An AdWeek infographic shows that weddings get major pull across all social media channels. On Pinterest, 81% of engaged users (the user-base is mostly female) have admitted to searching for wedding ideas on the platform before even getting engaged. More than half (62%) of couples say they increase their social media usage after getting engaged. On the big day, 90% of millennial wedding guests will post photos from the ceremony and reception on Instagram, and 82% of couples create a wedding hashtag to aggregate social posts.

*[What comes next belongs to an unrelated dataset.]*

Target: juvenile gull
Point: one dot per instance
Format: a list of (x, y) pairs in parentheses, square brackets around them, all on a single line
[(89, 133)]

While some have criticized the sponsorship trend as tacky, they may not be too far off-base — Chicago-based YouTuber and fashion blogger Carly Cristman, a longtime member of L’Oréal’s “L’Oréal League” of influencers, incorporated brand partner L’Oréal into some of the social posts around her recent nuptuals, and Singapore Instagram star Melissa Celestine Koh gave social media shout-outs to luxury brands Swarovski and The Botanist Gin for playing a part in her wedding (which sparked a debate over how this affected the common Asian practice of hongbao, to give a monetary gift for special occasions including weddings).

So, if anyone has a reason why this sponsor should not integrate, speak now or forever hold your peace.